In this project, we implemented an program to algorithmically align the three different color channels of the images in the Prokudin-Gorskii photo collection and produce colored images.

See Generated Images


Implementation

To begin with, we implemented a naive function that takes in two color channels and tries to translate the first in a (-12, 12) region for both X and Y axis exhaustively in attempt to find the best alignment with the second.

To numerically evaluate if the two channels are well matched, we cropped out the center part of the images (about 1/4 in area) and calculated the normalized cross-correlation of the two 2D arrays. The best offset is selected and returned based on this metric alone.

The naive method worked well on the small JPEG inputs but didn’t work for the high resolution TIF images. Instead of increasing the N factor of the O(N^2) runtime in the naive search by enlarging the search region, we used downsampling to produce a image pyramid for speedups.

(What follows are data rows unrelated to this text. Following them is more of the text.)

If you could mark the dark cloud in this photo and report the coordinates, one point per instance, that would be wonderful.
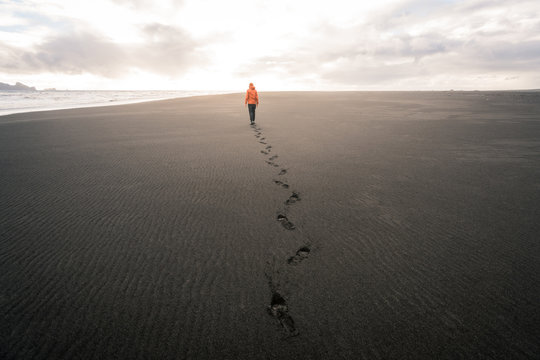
(164, 49)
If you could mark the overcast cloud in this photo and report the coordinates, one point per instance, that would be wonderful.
(206, 44)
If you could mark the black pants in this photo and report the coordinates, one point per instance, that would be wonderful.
(251, 108)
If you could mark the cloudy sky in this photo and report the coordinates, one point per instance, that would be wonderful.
(277, 44)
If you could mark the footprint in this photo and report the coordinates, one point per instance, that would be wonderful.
(279, 310)
(293, 198)
(282, 184)
(285, 222)
(301, 254)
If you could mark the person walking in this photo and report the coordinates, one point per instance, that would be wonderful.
(252, 101)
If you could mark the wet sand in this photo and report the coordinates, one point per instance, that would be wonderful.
(356, 225)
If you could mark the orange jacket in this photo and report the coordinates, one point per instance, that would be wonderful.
(251, 96)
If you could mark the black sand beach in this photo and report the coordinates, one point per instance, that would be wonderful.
(353, 225)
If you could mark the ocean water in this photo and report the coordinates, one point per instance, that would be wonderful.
(12, 102)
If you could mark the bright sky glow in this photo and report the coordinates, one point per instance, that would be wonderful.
(278, 45)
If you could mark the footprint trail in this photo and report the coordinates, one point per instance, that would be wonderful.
(279, 308)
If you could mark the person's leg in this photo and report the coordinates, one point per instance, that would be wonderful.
(251, 108)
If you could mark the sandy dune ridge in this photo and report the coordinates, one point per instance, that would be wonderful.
(372, 225)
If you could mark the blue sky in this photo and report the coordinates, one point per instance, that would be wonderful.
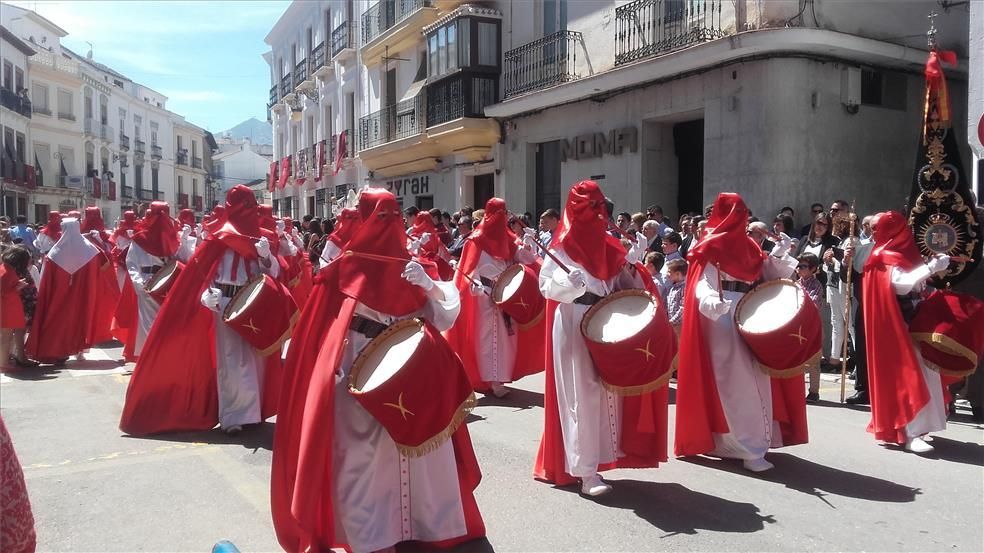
(205, 56)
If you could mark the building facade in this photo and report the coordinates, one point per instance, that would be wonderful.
(663, 102)
(94, 136)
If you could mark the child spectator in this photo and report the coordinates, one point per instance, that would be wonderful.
(806, 274)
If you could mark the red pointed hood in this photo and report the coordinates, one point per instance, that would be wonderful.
(157, 234)
(493, 234)
(726, 243)
(583, 232)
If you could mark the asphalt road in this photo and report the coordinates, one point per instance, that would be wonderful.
(94, 489)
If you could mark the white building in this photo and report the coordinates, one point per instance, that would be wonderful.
(97, 138)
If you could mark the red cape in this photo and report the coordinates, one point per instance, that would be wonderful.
(531, 341)
(301, 475)
(699, 413)
(173, 387)
(644, 420)
(66, 316)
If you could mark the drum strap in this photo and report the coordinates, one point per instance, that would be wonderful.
(367, 327)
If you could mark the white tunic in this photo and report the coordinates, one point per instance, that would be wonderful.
(590, 415)
(147, 307)
(382, 497)
(744, 390)
(239, 366)
(932, 417)
(495, 343)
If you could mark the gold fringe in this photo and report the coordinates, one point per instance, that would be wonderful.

For the top of the pyramid, we chose a downsampling rate of 5x per edge to produce an image of 1/25 resolution. We then applied the naive search function on the downsampled image to get the offsets. We applied the offsets times 5 to the original image to realign them and repeated the process for downsampling rates of 4x through 1x.

This method worked well for most large images. We chose the red channel (2nd) as base channel since it produced the best results.

For the emir.tif input, using the center part of the image for evaluation resulted in mismatches due to the pure colors of the clothes and thus differences in brightness levels. For this input alone, we changed our function to crop out the center of images to crop out the right border part instead since the wooden door is more consistent in brightness across channels.


Extra credit

Automatic cropping

We added extra logic for automatic cropping to the program. The function works by creating a mask on the brightness levels of all color channels. If one of the channels is very dark or very bright(<= 0.05 or >= 0.95), we set the mask to be true. We then take the columns and rows starting from the borders and crop them if more than 50% of the masks are turned on for the column or row. We repeat this until the first column or row where less than 50% of the pixels are masked.

We applied cropping twice in our program, first on the raw input of three images stacked together and then after then final alignment through pyramid search. Note that this also improves the alignment of some pictures by cropping before the search, as seen in examples below.